Before we start, I have to admit that I read this book almost entirely because it fits in with my personal diverse books challenge. Usually short story collections “chronicling the lives” of anyone are well outside my wheelhouse, so it’s a double whammy of diversity when you add in the Cuban-American element. So I am probably about to say some stupid things about slice-of-life and immigrant fiction, is what I’m saying.
The collection started off poorly for me because of what I hope is some terrible formatting in my advance copy that led to me being absolutely baffled about whether or not I was continuing one story or starting a new one (verdict: a little of both). A few pages later I was back on track, but then the story turned out to be about a bunch of girls who die under terrible circumstances, and I was like, is the whole book going to be this depressing?
It is not. Thank goodness. The collection covers a lot of different stories across different age groups across different states and countries (mainly Florida, “Nueva Yersi”, and Cuba, with a jaunt to China once), and the stories vary in length from about half a page to tens of pages, so for the most part if a story isn’t great there’ll be a completely different one soon! That’s always a plus in any short story collection.
I really liked the second story in this book, which is about a girl who brings home her black Haitian boyfriend for the first time, at Thanksgiving, without specifying to her family that she is bringing home her black Haitian boyfriend. This interaction goes about as swimmingly as you are currently imagining. Around this, there’s bits about the ingrained racism of the girl’s family and how she feels mistreated by them but also loves them, because family. Also, there’s lots and lots of Spanish thrown around and I was happy to be reading on my Kindle with its translation feature, although I am pretty sure it does not know all the slang these characters do.
Other great stories include the one where a mother breaks her own rule about never visiting other people’s houses and an unexpectedly hilarious one in which a girl gets stuck with a dog she really doesn’t want, both of which could have been in any non-Cuban-American collection of slice-of-life stories in almost the same form.

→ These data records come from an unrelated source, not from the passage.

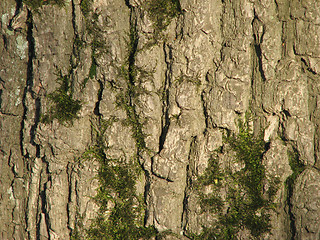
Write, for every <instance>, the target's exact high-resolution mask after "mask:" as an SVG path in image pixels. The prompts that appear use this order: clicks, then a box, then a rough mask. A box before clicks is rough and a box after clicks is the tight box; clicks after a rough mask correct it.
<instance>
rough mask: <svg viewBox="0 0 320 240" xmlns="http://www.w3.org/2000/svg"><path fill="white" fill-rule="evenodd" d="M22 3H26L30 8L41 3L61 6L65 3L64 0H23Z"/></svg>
mask: <svg viewBox="0 0 320 240" xmlns="http://www.w3.org/2000/svg"><path fill="white" fill-rule="evenodd" d="M23 3H25V4H26V5H28V6H29V7H30V8H31V9H38V8H40V7H42V6H43V5H49V4H52V5H57V6H59V7H63V6H64V5H65V0H23Z"/></svg>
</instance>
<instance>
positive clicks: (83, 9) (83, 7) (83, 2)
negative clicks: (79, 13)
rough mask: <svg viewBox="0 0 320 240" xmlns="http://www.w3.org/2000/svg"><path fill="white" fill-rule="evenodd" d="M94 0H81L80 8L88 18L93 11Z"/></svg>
mask: <svg viewBox="0 0 320 240" xmlns="http://www.w3.org/2000/svg"><path fill="white" fill-rule="evenodd" d="M92 2H93V0H81V3H80V9H81V12H82V14H83V16H84V17H85V18H87V17H88V16H89V13H90V12H91V6H92Z"/></svg>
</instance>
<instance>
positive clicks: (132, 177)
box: [83, 118, 157, 240]
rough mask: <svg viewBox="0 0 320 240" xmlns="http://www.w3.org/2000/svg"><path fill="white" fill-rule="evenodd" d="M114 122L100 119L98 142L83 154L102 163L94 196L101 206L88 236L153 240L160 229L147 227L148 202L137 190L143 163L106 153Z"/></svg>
mask: <svg viewBox="0 0 320 240" xmlns="http://www.w3.org/2000/svg"><path fill="white" fill-rule="evenodd" d="M114 121H116V119H114V118H113V119H110V120H109V121H103V120H100V125H99V126H98V127H94V132H95V133H96V145H94V146H92V147H91V148H89V149H88V150H87V151H86V152H85V154H84V155H83V158H84V159H87V160H89V159H90V160H92V159H94V160H95V161H98V162H99V165H100V168H99V171H98V176H97V178H98V180H99V183H100V187H99V188H98V190H97V195H96V196H95V198H94V199H95V201H96V203H97V204H98V205H99V206H100V208H99V212H98V216H97V218H95V219H94V220H93V221H92V224H91V226H90V228H89V229H87V230H86V239H92V240H93V239H99V240H101V239H106V240H109V239H110V240H111V239H112V240H122V239H129V240H136V239H150V238H151V237H153V236H155V235H156V233H157V232H156V230H155V228H154V227H152V226H150V227H145V226H144V214H145V203H144V201H143V199H142V197H141V196H140V195H138V194H137V193H136V182H137V180H138V177H139V175H140V174H141V169H140V166H139V165H138V164H137V161H136V160H135V159H132V160H131V161H124V160H121V159H113V158H110V157H108V156H107V154H106V152H107V151H108V147H107V144H106V142H105V136H104V135H105V132H106V130H107V128H108V127H109V126H110V125H111V124H112V123H113V122H114ZM106 213H107V214H106Z"/></svg>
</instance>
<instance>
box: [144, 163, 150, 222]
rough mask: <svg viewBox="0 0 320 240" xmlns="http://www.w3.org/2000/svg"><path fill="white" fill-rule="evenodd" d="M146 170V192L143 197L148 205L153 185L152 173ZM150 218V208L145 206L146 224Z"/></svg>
mask: <svg viewBox="0 0 320 240" xmlns="http://www.w3.org/2000/svg"><path fill="white" fill-rule="evenodd" d="M143 170H144V175H145V177H146V183H145V185H144V193H143V199H144V204H145V206H147V205H148V202H147V201H148V197H149V193H150V186H151V176H150V173H149V172H148V171H147V170H145V169H143ZM148 218H149V209H148V208H147V207H146V208H145V211H144V219H143V220H144V223H143V224H144V226H146V225H147V221H148Z"/></svg>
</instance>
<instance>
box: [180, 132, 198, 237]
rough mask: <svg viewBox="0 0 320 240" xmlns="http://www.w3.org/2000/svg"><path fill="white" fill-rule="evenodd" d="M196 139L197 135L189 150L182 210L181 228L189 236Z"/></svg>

Turns out diversity isn’t that hard after all!
Some of the shorter stories I had trouble with because they’re that kind of story that picks up in the middle of nothing and ends in the middle of nothing, and kind of nothing happens in the middle, and some of them ended on these weird sentences that seemed like they should have great meaning because they ended the story but just… didn’t? I don’t know.
But overall it’s a solid collection of stories and has definitely piqued my interest in Cuba and its emigrants for future reading adventures. Any suggestions?
Recommendation: For people who actually like literary short stories and those interested in Cuban Americans.